是否可以通过lambda传递变量模板？

Question

我知道如何pass template function as template argument，我现在正在努力以类似的方式传递变量模板。

这是我尝试过的最小例子：

#define PASS_VARIABLE_TEMPLATE(name) [dummy=nullptr](auto&&...args) \
                                                    {return name<decltype(args)...>;}

//testing
template <typename T>
bool value = std::is_fundamental<T>::value;

template <typename Hax>
void print_bool(Hax h)
{
    std::cout << h(int{}) << std::endl; // no error, wrong output
    //std::cout << h(int{}, float{}) << std::endl; // error, good
}

int main()
{
    print_bool(PASS_VARIABLE_TEMPLATE(value)); //prints 0 instead of 1
}

Demo

如果编译，那么输出错误的原因是什么？

Answer 1

The main problem with your code is that decltype deduces the arguments as an rvalue reference (int&&) because your lambda uses forwarding references to accept the arguments. std::is_fundamental will work well with a bare type.

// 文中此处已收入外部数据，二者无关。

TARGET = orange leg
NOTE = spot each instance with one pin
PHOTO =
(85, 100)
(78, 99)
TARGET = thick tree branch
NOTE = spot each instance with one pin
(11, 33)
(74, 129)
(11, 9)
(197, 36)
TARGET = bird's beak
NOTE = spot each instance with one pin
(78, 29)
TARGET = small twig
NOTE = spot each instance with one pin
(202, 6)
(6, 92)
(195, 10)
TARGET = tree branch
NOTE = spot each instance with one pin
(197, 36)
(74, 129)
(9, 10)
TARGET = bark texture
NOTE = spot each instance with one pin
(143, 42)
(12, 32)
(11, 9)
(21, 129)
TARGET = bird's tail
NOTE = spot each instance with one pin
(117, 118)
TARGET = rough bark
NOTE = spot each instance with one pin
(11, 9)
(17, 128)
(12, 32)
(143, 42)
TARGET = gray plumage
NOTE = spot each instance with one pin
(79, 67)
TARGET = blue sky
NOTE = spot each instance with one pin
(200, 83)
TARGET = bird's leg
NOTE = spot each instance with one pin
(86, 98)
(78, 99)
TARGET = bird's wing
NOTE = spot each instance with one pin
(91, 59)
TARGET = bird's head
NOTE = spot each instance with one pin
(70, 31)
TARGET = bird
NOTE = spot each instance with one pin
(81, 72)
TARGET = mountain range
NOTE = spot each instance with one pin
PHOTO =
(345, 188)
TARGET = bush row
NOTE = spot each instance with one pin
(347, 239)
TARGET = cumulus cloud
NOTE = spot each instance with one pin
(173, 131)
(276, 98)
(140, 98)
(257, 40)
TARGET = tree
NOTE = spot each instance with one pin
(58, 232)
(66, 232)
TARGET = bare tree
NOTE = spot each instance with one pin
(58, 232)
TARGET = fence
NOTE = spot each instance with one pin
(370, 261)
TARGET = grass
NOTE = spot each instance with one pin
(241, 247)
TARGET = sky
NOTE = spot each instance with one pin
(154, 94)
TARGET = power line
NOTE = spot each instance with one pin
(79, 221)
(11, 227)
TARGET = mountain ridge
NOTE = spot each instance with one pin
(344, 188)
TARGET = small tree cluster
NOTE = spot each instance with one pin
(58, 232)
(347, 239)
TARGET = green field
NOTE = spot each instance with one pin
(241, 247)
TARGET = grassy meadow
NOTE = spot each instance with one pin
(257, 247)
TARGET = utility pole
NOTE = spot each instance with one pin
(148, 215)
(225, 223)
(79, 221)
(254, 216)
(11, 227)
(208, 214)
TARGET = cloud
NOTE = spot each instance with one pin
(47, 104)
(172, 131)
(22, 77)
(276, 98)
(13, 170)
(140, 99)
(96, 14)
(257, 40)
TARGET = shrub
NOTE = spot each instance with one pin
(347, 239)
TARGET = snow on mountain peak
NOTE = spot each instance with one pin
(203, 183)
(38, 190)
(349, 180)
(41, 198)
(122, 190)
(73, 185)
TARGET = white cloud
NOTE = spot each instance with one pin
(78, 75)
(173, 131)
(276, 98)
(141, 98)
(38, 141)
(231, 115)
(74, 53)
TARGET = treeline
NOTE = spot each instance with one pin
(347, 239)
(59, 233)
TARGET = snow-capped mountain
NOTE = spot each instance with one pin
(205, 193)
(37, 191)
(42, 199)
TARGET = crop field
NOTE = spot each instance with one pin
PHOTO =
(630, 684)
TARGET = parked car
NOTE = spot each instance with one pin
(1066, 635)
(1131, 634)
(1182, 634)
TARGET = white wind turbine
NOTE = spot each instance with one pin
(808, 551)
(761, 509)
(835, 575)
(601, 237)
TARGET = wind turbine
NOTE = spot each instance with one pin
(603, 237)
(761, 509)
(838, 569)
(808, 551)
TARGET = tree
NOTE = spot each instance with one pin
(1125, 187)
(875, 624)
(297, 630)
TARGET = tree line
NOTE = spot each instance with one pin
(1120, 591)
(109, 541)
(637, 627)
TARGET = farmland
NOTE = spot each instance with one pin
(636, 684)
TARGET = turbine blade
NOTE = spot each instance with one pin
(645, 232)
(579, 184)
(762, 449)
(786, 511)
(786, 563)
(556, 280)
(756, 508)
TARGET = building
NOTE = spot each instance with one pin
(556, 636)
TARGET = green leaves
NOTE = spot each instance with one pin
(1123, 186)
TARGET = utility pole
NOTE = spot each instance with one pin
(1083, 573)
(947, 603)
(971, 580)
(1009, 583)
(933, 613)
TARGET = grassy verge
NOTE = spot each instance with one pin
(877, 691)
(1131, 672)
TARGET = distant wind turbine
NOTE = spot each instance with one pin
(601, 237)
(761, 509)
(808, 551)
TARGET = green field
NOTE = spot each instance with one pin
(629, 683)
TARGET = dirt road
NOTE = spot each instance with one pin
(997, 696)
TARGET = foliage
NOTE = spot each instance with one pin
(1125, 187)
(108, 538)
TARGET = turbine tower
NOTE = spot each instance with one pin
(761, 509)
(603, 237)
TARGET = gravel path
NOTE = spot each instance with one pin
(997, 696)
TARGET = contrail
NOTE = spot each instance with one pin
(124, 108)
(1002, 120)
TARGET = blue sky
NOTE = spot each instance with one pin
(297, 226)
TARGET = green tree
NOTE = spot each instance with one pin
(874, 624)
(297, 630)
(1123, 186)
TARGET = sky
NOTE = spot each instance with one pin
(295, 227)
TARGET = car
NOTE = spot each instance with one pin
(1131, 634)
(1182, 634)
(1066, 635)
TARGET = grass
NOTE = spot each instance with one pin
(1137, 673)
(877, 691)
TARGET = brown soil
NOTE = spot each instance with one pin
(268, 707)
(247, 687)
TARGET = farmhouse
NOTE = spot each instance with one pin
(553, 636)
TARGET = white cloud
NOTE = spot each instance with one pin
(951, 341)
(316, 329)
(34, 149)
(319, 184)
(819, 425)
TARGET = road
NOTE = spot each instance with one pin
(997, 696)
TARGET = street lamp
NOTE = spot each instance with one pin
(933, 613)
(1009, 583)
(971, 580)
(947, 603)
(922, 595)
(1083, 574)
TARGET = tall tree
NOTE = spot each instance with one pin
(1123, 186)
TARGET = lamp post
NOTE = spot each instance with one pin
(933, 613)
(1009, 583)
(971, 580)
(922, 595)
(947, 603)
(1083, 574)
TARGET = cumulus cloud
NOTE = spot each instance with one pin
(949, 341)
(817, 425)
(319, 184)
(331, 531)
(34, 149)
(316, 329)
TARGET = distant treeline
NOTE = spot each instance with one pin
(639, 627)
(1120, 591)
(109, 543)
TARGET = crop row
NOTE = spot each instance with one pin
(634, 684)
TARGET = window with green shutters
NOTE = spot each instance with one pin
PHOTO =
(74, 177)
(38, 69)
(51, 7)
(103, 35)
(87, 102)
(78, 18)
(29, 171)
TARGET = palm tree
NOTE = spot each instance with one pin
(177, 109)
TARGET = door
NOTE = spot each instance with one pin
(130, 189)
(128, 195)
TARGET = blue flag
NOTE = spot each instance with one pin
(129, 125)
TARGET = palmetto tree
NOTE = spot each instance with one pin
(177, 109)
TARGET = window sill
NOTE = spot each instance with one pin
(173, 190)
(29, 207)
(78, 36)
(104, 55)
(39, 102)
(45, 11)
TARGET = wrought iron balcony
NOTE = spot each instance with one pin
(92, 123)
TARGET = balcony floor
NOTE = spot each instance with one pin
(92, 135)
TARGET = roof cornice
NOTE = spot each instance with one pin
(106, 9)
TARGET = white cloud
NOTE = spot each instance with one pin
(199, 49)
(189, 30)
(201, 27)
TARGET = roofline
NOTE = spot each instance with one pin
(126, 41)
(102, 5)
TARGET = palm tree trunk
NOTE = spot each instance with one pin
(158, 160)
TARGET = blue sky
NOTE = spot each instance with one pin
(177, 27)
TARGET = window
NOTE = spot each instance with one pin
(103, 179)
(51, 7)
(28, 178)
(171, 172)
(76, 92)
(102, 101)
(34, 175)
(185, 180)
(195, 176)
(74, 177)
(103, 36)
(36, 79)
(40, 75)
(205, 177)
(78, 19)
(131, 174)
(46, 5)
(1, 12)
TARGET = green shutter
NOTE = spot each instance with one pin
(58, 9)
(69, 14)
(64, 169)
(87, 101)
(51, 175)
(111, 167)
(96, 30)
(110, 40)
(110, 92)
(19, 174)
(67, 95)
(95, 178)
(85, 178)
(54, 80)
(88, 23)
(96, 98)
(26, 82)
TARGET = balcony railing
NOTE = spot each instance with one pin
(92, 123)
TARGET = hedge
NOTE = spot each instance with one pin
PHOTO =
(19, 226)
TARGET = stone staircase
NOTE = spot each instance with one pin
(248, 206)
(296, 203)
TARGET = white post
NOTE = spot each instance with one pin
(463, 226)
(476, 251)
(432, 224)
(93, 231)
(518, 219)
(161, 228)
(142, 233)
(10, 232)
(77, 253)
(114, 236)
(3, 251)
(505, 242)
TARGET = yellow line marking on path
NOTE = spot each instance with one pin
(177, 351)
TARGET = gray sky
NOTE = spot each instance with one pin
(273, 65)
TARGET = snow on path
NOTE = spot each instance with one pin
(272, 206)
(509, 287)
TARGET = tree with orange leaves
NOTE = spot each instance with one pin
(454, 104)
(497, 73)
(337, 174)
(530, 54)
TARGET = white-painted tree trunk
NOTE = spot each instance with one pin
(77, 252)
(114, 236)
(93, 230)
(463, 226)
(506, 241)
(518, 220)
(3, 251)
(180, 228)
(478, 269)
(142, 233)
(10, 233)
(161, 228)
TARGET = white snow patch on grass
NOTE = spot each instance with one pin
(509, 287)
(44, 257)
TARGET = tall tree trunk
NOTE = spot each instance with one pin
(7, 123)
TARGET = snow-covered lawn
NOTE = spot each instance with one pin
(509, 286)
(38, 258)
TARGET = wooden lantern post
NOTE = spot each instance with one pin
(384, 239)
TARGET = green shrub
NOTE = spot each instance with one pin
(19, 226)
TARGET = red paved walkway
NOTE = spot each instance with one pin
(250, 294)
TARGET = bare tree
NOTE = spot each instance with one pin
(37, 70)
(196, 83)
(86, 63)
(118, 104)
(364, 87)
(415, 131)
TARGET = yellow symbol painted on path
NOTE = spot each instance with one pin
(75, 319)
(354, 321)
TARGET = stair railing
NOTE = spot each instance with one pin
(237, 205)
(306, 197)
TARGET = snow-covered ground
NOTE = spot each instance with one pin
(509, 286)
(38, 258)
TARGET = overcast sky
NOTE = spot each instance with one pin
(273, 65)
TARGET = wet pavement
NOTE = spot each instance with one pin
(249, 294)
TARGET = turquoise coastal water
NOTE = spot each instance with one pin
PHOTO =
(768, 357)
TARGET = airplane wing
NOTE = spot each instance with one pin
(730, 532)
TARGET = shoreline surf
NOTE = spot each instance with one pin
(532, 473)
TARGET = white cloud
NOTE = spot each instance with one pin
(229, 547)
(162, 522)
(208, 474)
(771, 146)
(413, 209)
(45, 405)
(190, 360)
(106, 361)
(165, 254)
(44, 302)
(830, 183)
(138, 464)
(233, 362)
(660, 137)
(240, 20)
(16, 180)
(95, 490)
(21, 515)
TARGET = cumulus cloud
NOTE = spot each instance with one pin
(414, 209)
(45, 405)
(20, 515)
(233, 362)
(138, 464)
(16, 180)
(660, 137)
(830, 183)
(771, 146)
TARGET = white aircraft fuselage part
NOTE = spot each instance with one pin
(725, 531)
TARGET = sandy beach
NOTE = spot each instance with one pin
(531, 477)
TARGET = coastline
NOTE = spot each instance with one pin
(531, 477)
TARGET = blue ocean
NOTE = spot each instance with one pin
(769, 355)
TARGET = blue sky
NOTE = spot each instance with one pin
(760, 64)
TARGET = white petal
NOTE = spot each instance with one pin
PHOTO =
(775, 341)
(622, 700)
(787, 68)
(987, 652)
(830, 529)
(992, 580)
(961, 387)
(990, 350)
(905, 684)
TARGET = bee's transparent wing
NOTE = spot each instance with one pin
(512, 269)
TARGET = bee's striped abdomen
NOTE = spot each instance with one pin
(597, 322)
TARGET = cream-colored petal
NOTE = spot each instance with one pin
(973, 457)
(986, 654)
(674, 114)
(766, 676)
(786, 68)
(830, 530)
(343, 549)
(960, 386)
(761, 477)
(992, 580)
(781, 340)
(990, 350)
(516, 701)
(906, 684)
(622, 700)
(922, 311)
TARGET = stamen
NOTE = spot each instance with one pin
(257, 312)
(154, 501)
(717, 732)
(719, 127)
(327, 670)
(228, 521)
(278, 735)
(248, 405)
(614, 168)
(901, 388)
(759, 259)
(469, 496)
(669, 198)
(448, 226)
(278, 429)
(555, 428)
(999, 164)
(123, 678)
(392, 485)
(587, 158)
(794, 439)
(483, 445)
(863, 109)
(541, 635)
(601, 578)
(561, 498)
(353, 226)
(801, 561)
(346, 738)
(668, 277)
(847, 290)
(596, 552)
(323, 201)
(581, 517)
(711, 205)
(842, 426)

For your specific snippet, the correct solution is to remove the reference.

#define PASS_VARIABLE_TEMPLATE(name) \
    [dummy=nullptr](auto&&...args){return name<std::remove_reference_t<decltype(args)>...>;}

Now it works. :-) See it Live On Coliru

---

A slightly more or better generic way will be to additionally remove cv qualifiers. In the end, you may want to use std::decay

#define PASS_VARIABLE_TEMPLATE(name) [dummy=nullptr](auto&&...args) \
{return name<std::decay_t<decltype(args)>...>;}

Answer 2

template<class T>struct tag_t{using type=T; constexpr tag_t(){}};
template<class Tag>using tagged_type=typename Tag::type;
template<class T>constexpr tag_t<T> tag{};

这些帮助将类型作为值传递并解压缩。

#define PASS_VARIABLE_TEMPLATE(name) [](auto...args) \
                                                {return name<tagged_type<decltype(args)>...>;}

在print_bool内进行：

std::cout << h(tag<int>) << std::endl;

不确定为什么要执行dummy=nullptr事。

tag作为模板可以进行未受干扰的类型。